In 1539 zendt de onderkoning in Goa, Dom Garcia de Noronha, kapitein Fernão de Morales met een grote galeão naar Pegu, waar de Portugezen reeds vanaf 1519 een feitoria hebben. Als het schip voor Pegu aankomt, wordt de stad juist aangevallen door Tabin Shwêtî, xemim (koning) van Toungoo (1531-1550), een stad gelegen aan de rivier de Sittang. Tabin Shwêtî tracht het oude koninkrijk Birma te herstellen, dat vernietigd werd door de invasie van de Mongolen. Hij is de tweede vorst van de Toungoo-dynastie, die in 1486 is gesticht door zijn vader, Minkyinyo. Tabin Shwêtî is in 1535 zijn veldtocht tegen het koninkrijk Pegu, in het zuiden van Birma, begonnen. Hij heeft eerst de stad Bassein, in de delta van de Irrawaddy, veroverd. In 1539 tracht Tabin Shwêtî de hoofdstad Pegu in te nemen. Morales, door koning Takayutpi van Pegu benoemd tot admiraal van zijn oorlogsvloot van Pegu vecht een zeeslag uit tegen de Birmanen.

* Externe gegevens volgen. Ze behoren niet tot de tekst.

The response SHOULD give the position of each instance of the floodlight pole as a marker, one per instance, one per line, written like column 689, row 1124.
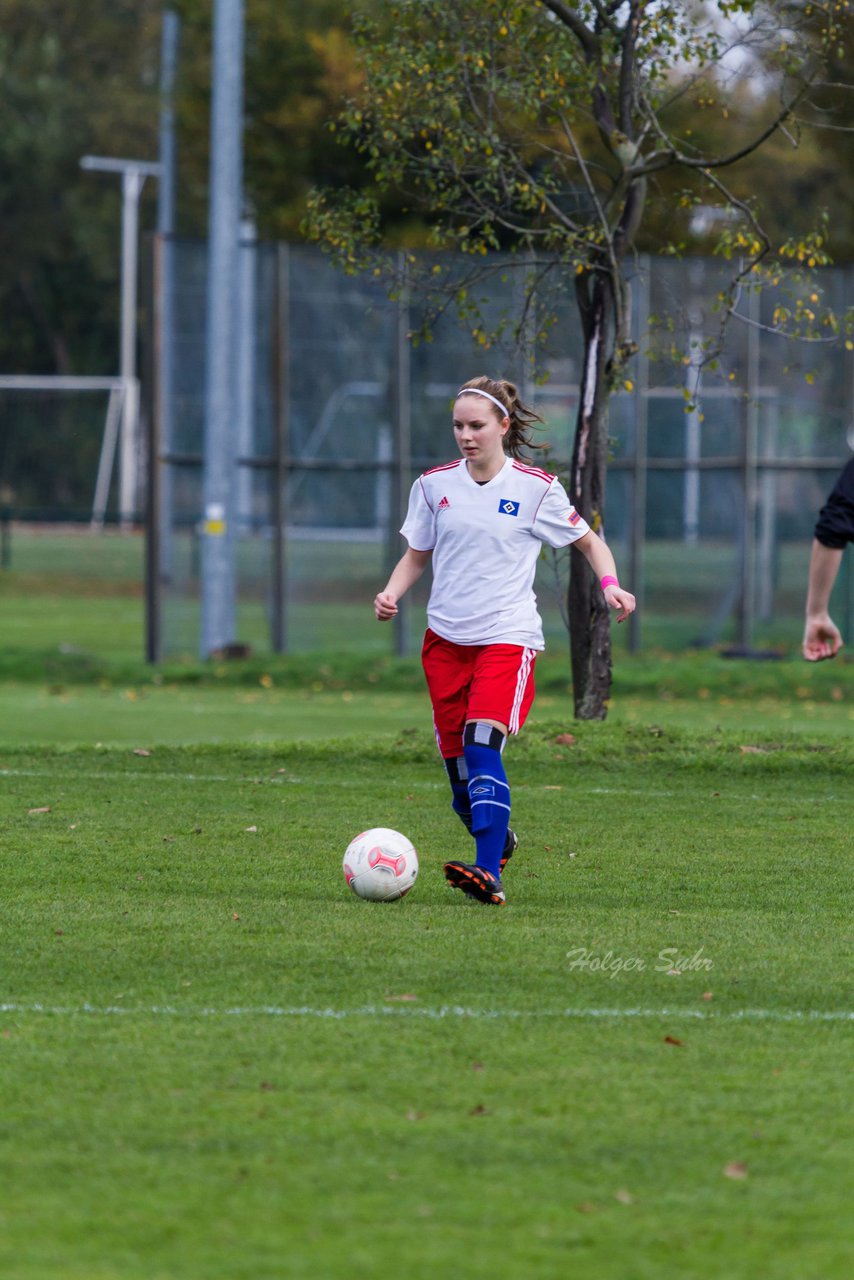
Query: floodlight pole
column 218, row 526
column 133, row 176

In de steek gelaten door de Peguaanse kapiteins, verliest hij de slag en zijn leven en Tabin Shwêtî neemt Pegu in. Dit is de eerste maal dat Portugezen deelnemen aan gevechten in Birma. De koning van Pegu weet te ontkomen naar Prome, ten noordwesten van het Rangoon.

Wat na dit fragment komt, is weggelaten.